Let's consider the shorter pole as pole A and the longer pole as pole B. We are given that the angle of elevation of the top T of pole B from the top R of pole A is 30 degrees.
/RT/ represents the height of pole B above pole A, so we need to find the length of line segment RT.
Using the sine function, sin(30°) = opposite/hypotenuse.
The length of the shorter pole is the adjacent side, and we need to find the opposite side, so let's call it x.
sin(30°) = x / 3
x = 3 * sin(30°)
x ≈ 1.5 meters
Therefore, /RT/ ≈ 1.5 meters.
ii) To find the horizontal distance from P to pole B, let's call it d.
We are given that the shorter pole is 20 meters from point P and pole B. We need to find the value of d.
We can use the tangent function to find d.

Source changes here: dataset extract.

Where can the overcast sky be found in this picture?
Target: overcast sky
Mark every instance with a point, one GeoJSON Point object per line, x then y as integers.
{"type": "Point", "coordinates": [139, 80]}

tan(30°) = opposite/adjacent.
The opposite side is the distance from the shorter pole to point P, which is 20 meters.
The adjacent side is the distance we need to find, d.
tan(30°) = 20 / d
d = 20 / tan(30°)
d ≈ 34.64 meters
Therefore, the horizontal distance from P to pole B is approximately 34.64 meters.
iii) To find the angle of elevation of T from P, let's call it θ.
We need to use the tangent function again.
tan(θ) = opposite/adjacent
The opposite side is the height of pole B above pole A, which we found in part i) to be approximately 1.5 meters.
The adjacent side is the horizontal distance from P to pole B, which we found in part ii) to be approximately 34.64 meters.
tan(θ) = 1.5 / 34.64
θ ≈ 2.5 degrees
Therefore, the angle of elevation of T from P is approximately 2.5 degrees.